O cinema tem futuro? As vésperas de seu centenário, a chamada sétima arte parece, para muitos, prestes a ser substituída pela oitava –a arte do vídeo, com todos os seus desdobramentos (TV interativa, realidade virtual etc.).
O professor de comunicação visual Arlindo Machado, da USP e da PUC, é um dos que acreditam firmemente que o cinema, "tal como o conhecemos hoje", tem seus dias contados. Em artigo publicado no último número da "Revista USP", Machado explica por que considera inevitável a substituição do espetáculo cinematográfico por outras formas de produção e recepção audiovisual.
Em primeiro lugar, os custos da produção cinematográfica crescem 16% ao ano, o que tende a inviabilizá-la economicamente. Em segundo lugar, os hábitos urbanos estão mudando –e cada vez menos pessoas estariam dispostas a sair de casa para ver um filme, quando têm a TV à mão.

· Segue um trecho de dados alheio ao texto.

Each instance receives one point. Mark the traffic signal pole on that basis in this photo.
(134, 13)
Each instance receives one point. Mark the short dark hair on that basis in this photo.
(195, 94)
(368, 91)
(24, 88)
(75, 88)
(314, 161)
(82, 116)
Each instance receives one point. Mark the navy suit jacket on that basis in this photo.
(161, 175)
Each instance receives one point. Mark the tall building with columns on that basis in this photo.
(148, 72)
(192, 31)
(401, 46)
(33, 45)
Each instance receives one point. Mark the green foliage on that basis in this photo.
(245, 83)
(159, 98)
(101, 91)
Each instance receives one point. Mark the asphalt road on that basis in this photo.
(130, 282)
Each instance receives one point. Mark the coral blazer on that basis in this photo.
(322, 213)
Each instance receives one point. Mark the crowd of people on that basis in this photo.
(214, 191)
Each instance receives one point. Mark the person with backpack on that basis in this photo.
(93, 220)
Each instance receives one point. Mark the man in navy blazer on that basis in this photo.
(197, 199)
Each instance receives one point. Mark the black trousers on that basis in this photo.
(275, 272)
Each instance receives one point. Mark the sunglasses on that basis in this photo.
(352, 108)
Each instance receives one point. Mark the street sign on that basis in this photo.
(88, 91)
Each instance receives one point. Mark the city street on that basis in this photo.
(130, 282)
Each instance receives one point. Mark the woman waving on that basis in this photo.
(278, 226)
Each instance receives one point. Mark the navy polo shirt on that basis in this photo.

Para os que consideram sombria esta perspectiva, dada a indiscutível perda de qualidade da imagem na substituição do cinema pelo vídeo, Machado responde com otimismo, e por duas vias opostas. De um lado, existe a TV de alta definição, que tende a uma nitidez de imagem semelhante à do cinema. De outro, a baixa definição da imagem eletrônica pode ser vista como um ganho, pois ajudaria o cinema a libertar-se da "concepção estética do século 19 a que está preso", e caminhar rumo à abstração, tendência geral das artes plásticas no século 20.

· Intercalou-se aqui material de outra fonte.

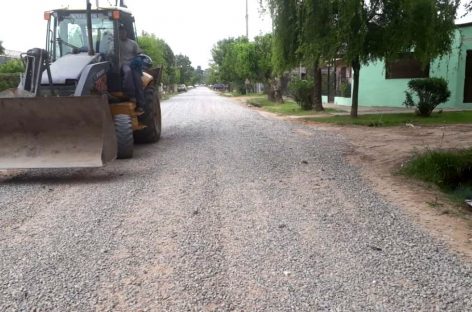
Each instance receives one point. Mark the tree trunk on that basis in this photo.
(317, 97)
(356, 66)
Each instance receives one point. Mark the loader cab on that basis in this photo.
(67, 36)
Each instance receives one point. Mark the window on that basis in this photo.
(405, 66)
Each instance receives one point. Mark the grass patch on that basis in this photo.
(451, 171)
(388, 120)
(289, 107)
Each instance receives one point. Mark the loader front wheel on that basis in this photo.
(124, 136)
(151, 118)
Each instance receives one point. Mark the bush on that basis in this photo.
(8, 81)
(430, 93)
(302, 92)
(11, 67)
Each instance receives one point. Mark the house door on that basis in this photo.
(468, 78)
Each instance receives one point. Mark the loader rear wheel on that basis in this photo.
(151, 118)
(124, 136)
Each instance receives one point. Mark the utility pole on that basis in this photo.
(247, 22)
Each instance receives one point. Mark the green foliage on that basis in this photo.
(8, 81)
(10, 74)
(238, 60)
(12, 66)
(430, 93)
(161, 54)
(302, 92)
(447, 169)
(184, 66)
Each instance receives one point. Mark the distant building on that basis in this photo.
(9, 55)
(384, 83)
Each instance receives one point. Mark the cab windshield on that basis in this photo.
(72, 36)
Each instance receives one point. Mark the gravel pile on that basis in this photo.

Se o cinema vai acabar, o certo é que não vai ser assim tão cedo. Nos EUA, pelo menos, vai-se cada vez mais ver filmes. Em 1985, 118 milhões de americanos foram ao menos uma vez ao cinema. Em 1992, segundo a revista "Première", esse número subiu para 149 milhões. Ainda em 92, foram vendidos 964,2 milhões de ingressos nos EUA, contra 957 milhões em 1977 (ano de introdução do vídeo). A indústria americana produziu 431 filmes em 92.
Se em países como os EUA, a China e a India o cinema continua sendo um entretenimento de massas, na maioria dos outros países é provável que ele esteja se convertendo aos poucos num programa restrito a uma minoria –como o teatro e a música erudita.
Como definiu em editorial a revista francesa "Cahiers du Cinéma" em seu número de outubro: "O cinema de hoje é menos um negócio público que um espaço privado que diz respeito a um espectador em particular, mais que a uma massa indiferenciada".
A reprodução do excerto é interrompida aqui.